DEPARTMENT OF COMPUTING

CS 4800: Undergraduate Research

This course provides undergraduate students with opportunities to engage in research opportunities.

Faculty Advisor: Ren Quinn

If you are interested in taking this course, please discuss with a faculty advisor and fill out this form.

Past Projects

Towards Faster Speculative Execution Attacks

Damen Maughan – UCUR 2022, Poster

Spectre [1] is a CPU-level exploit that takes advantage of speculative execution to read secret data within the program space of a victim program. The process iterates through the victim program space, very slowly reading a single byte at a time. We propose a method for improving the speed by which Spectre can read secret data. Instead of reading an entire byte at a time, requiring 255 cache misses per byte, we split it up into 8 separate bits, requiring up to 8 cache misses per byte. By showing a faster method by which Spectre can read data, we expand the scope of possible ways to utilize this attack and thus reaffirm its seriousness.

Sound Wave Extraction from Background Accelerometer Readings

David Gary, Erick Gutierrez – UCUR 2022, Poster

Three-axis accelerometers, gyroscopes, and magnetometers are a necessary component for modern mobile devices, despite the fact that their data is not protected in the same way recordings from a microphone or camera would be. Studies have shown that this data can be exploited to reveal movement patterns and even matched to previously identified sound wave data for hotword detection. In this work, we attempt to expand what can be produced by using transform methods to extract full sound wave replications without previous identification or machine learning classification systems. Since there are few protections on accelerometer data in place, this study displays a severe vulnerability modern devices have to a new type of side-channel attack via the accelerometer.

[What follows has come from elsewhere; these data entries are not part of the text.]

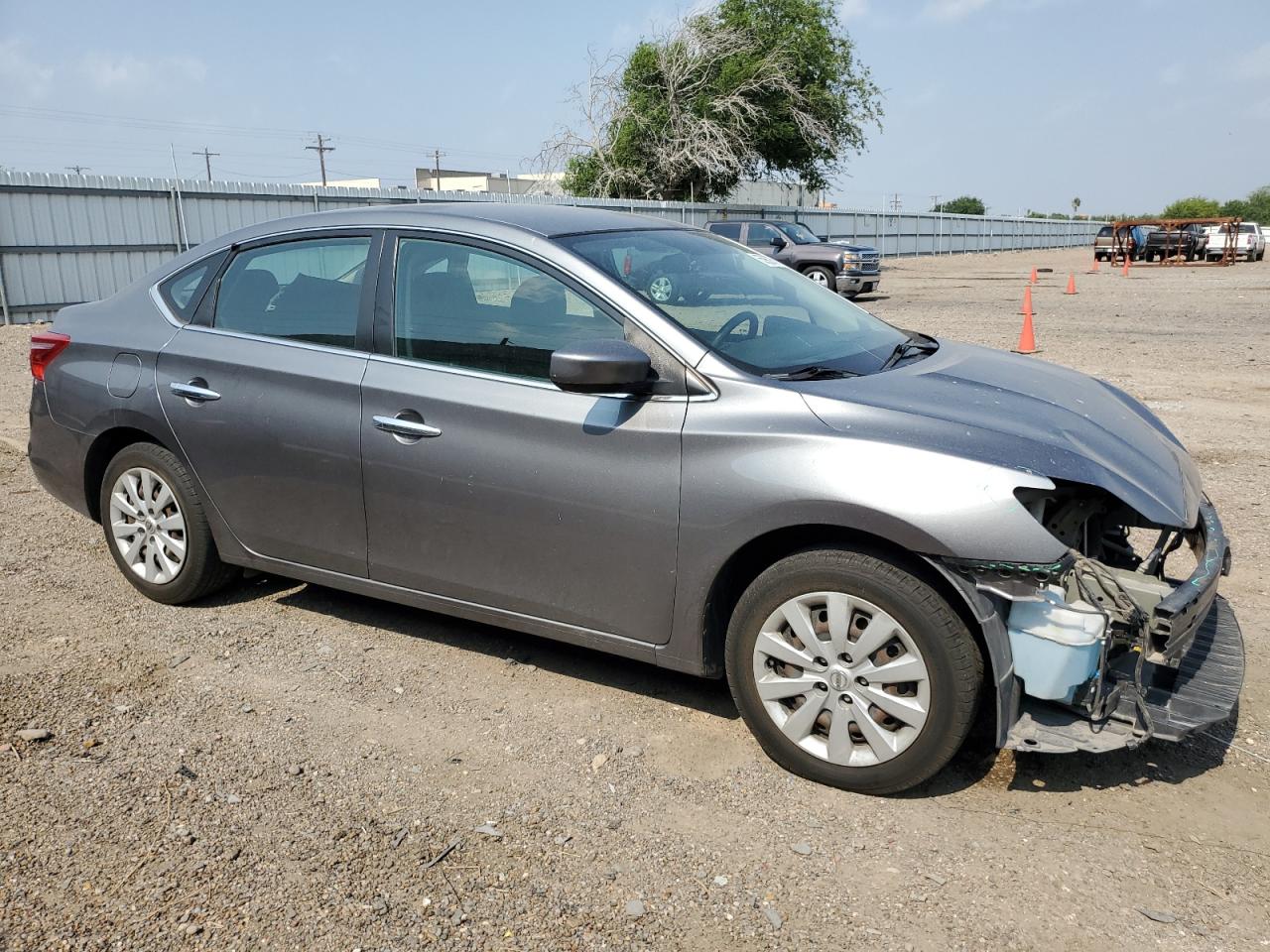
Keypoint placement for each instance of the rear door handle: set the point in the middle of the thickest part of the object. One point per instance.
(193, 391)
(405, 426)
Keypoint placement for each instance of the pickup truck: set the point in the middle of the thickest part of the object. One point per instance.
(1105, 245)
(1189, 241)
(848, 270)
(1250, 243)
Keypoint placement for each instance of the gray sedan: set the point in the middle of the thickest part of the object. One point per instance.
(480, 411)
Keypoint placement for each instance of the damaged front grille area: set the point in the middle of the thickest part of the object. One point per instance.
(1103, 640)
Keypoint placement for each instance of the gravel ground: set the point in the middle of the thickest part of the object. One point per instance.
(291, 767)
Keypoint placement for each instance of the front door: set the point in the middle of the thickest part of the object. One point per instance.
(266, 399)
(486, 484)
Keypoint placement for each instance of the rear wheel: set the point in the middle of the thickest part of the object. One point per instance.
(852, 671)
(157, 530)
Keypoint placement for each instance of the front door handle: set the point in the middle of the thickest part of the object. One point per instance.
(195, 391)
(409, 425)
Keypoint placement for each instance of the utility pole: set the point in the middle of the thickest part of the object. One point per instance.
(207, 159)
(321, 149)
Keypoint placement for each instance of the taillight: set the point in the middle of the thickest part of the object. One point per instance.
(44, 348)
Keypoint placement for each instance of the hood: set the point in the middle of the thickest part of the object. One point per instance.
(1024, 414)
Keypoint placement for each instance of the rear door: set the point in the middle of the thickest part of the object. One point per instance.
(488, 485)
(263, 391)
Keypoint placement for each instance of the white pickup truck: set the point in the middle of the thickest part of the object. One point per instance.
(1250, 243)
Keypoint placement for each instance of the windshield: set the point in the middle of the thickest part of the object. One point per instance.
(746, 306)
(797, 232)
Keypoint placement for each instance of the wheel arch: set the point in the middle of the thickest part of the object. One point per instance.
(105, 445)
(754, 556)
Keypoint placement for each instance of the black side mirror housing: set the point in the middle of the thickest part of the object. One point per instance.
(601, 367)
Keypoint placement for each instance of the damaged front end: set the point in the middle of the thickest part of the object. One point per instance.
(1109, 648)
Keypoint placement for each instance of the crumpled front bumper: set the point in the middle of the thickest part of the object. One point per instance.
(1192, 673)
(1201, 692)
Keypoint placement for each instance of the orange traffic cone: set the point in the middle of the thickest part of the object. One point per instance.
(1026, 338)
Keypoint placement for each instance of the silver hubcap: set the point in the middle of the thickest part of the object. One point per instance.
(841, 678)
(148, 526)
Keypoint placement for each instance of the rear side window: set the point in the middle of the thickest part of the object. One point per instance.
(470, 307)
(185, 290)
(308, 290)
(763, 236)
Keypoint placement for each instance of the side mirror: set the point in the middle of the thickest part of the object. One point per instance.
(601, 367)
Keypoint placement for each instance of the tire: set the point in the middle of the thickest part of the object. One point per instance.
(663, 289)
(913, 620)
(821, 276)
(198, 569)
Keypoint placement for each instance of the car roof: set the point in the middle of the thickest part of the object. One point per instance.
(544, 220)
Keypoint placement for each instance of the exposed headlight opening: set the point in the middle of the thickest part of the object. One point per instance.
(1105, 634)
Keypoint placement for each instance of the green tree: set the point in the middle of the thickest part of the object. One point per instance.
(1193, 207)
(965, 204)
(1236, 208)
(747, 87)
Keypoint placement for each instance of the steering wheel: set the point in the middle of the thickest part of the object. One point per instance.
(735, 321)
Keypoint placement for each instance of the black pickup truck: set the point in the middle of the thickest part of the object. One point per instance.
(848, 270)
(1189, 241)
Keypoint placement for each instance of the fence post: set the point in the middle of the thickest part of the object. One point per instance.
(4, 301)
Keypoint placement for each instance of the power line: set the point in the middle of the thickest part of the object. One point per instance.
(207, 159)
(321, 149)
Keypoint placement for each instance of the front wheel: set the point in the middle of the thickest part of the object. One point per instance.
(852, 671)
(155, 527)
(821, 276)
(662, 289)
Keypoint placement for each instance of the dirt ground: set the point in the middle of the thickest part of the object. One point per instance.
(285, 766)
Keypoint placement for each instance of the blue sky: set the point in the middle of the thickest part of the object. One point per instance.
(1025, 103)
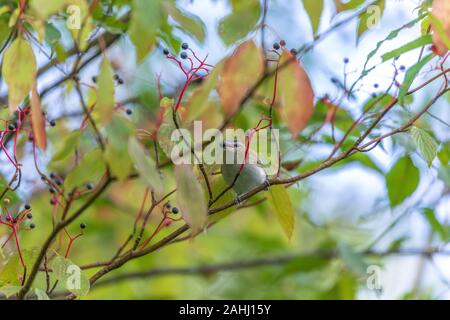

ACCess Granted: Inferring Mobile Device Keystrokes Using Background Accelerometer Data.

Erick Gutierrez, David Gary – UCUR 2022, Poster

Accelerometers have become a common component in the mobile devices we use every day, and just like most data, many of the applications we use are able to access it. However, unlike the microphone and camera, there are no permission protocols protecting accelerometer data.. In this work, we collect accelerometer data on individual key presses when using a virtual on-screen keyboard. We then use that data to predict which key is pressed without acquiring the necessary security permissions to track keyboard inputs in the background. We explore how this information can be used to gather passwords and other sensitive information and emphasize the importance of required security permissions for accelerometer access.

A Web-Based Development Environment for Beginning Python Programmers

Duy Huynh, Ren Quinn – UT Research Symposium 2022, Slides

To abide by the philosophy of “active learning, active life”, the Department of Computing uses a tool called CodeGrinder to help students learn computer programming with interactive exercises. To facilitate the use of CodeGrinder by beginning programming students, we have integrated it with common development software called Integrated Development Environments (IDEs) that combine the necessary tools a programmer needs for developing software into a single interface. However, these software tools only work for specific platforms (e.g., Windows, MacOS) and are not compatible with commodity platforms that have limited functionality (e.g., ChromeBooks, tablets). Therefore, to further expand our reach, this project focuses on producing a web-based IDE that would provide students with a portable learning environment that would be accessible from any modern computer platform.

WebAssembly (Wasm) is an open toolkit that will allow us to overcome these accessibility limitations by simulating the platform-specific functionality required by traditional IDEs. In essence, it enables us to run the IDEs that students currently use but in a web browser with minimal modifications. However, Wasm lacks support for the traditional graphical interface preferred by many beginning programmers. In this presentation, we discuss our short-term, practical approach to this problem: integrating a Wasm-based programming platform with a common web-based interface to create a traditional IDE experience for students to use on virtually any computing device. We also address our progress on a long-term fundamental solution to the challenges of providing native graphical interfaces in a web browser.